Code synchronization#
To keep the code up to date on the cluster, and only the code (you don’t want to clutter )
#!/bin/bash
# ~/.local/bin/code_sync
# Synchronization of code files from one place to another.
# Usage:
# code_sync ~/codes my_cluster:work/code
function all_gittracked (){
# Get all files tracked by gits in a directory, recursively.
local start_dir
local git_dirs
# Set the starting directory for the search
start_dir=$1
# Find all subdirectories that contain a .git folder
git_dirs=$(find `realpath "$start_dir"` -type d -name ".git" -exec dirname {} \;)
# Loop through the Git directories and list tracked files
for git_dir in $git_dirs; do
# Change to the Git repository directory
cd "$git_dir" || exit # If we can't enter the directory fail
# Get the repository name
#repo_name=$(basename $(git rev-parse --show-toplevel) 2>/dev/null)
if ! git ls-tree --full-tree -r --full-name --name-only HEAD 2>/dev/null; then
continue
fi
tracked_files="${tracked_files} $(git ls-tree --full-tree -r --full-name --name-only HEAD 2>/dev/null | xargs -I{} readlink -f {})"
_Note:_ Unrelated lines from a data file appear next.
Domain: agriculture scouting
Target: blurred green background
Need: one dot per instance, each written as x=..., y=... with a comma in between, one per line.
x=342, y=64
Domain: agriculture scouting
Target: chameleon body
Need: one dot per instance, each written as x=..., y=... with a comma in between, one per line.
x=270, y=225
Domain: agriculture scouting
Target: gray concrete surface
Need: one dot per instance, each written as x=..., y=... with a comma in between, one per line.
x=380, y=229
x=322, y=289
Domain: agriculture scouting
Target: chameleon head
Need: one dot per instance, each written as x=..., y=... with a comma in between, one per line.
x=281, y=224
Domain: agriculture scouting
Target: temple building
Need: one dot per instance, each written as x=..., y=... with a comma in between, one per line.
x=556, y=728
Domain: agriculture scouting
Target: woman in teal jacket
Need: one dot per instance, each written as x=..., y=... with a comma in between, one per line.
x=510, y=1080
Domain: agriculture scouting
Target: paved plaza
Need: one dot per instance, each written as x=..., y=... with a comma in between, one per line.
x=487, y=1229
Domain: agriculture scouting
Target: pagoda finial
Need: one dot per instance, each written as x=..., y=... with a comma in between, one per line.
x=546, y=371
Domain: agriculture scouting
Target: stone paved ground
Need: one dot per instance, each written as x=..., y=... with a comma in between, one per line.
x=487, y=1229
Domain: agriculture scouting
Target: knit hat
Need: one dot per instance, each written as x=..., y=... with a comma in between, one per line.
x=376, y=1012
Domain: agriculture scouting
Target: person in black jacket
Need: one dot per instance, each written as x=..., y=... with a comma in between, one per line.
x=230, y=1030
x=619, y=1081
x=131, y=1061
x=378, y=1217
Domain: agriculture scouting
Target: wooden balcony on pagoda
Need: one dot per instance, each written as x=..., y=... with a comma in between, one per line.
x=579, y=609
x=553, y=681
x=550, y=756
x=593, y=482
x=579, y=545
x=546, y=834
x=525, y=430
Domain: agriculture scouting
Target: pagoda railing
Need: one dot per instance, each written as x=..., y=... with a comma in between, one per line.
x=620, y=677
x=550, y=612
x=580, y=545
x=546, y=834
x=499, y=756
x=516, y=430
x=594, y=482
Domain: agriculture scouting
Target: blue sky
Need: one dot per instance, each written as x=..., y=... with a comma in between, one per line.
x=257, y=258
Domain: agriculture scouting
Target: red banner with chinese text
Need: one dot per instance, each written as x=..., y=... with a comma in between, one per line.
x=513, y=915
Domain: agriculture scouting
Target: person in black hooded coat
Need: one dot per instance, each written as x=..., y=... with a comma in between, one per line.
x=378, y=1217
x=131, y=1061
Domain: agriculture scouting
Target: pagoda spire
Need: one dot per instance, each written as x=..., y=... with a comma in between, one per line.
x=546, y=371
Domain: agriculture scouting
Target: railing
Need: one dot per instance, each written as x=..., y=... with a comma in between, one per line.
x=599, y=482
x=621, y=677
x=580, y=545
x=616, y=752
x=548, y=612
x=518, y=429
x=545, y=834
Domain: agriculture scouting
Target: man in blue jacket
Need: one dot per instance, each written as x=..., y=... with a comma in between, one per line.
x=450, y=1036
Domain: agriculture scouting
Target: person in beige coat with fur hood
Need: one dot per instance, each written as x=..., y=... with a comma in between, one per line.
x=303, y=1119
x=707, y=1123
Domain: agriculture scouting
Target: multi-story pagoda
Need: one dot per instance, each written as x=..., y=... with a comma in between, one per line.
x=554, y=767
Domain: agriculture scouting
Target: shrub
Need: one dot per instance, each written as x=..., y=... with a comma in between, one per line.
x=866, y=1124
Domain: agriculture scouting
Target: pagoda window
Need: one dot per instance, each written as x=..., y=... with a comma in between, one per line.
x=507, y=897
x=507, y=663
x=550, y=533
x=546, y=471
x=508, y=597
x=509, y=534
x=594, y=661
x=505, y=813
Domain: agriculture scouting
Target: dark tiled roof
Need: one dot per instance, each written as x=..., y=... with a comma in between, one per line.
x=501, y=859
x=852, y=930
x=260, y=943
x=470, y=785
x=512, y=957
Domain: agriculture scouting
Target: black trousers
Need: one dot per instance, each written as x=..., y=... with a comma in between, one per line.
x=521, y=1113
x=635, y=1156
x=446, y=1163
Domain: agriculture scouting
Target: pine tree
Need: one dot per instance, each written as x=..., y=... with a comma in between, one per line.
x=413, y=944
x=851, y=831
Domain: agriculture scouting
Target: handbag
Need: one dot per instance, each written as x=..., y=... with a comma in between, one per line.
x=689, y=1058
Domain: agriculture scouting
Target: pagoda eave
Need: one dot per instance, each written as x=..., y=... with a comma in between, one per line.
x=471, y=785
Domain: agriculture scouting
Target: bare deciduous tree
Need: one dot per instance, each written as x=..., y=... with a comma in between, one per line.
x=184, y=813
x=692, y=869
# Find all files tracked by Git in the repository
done
echo "$tracked_files"
return 0
}
source_path="$1"
target_path="$2"
rm /tmp/gittracked
abs_source_path=$(realpath $source_path)
all_gittracked $abs_source_path | sed "s|$abs_source_path/||g" | tr " " "\n" > /tmp/gittracked
rsync -rlptDhR $abs_source_path $target_path \
--progress \
--delete --force \
--files-from=/tmp/gittracked \
--exclude=".git" \
--verbose
while inotifywait -r -e modify,create,delete $abs_source_path
do
rsync -rlptDh $abs_source_path $target_path \
--progress \
--delete --force \
--files-from=/tmp/gittracked \
--verbose
done
Conclusion#
Here you go ! I know some other coworkers are using sshfs but I am not an fan of it, it induces a lot of communication back and forth between the cluster and your local machine, whereas the data transfered is essentially read only on the cluster.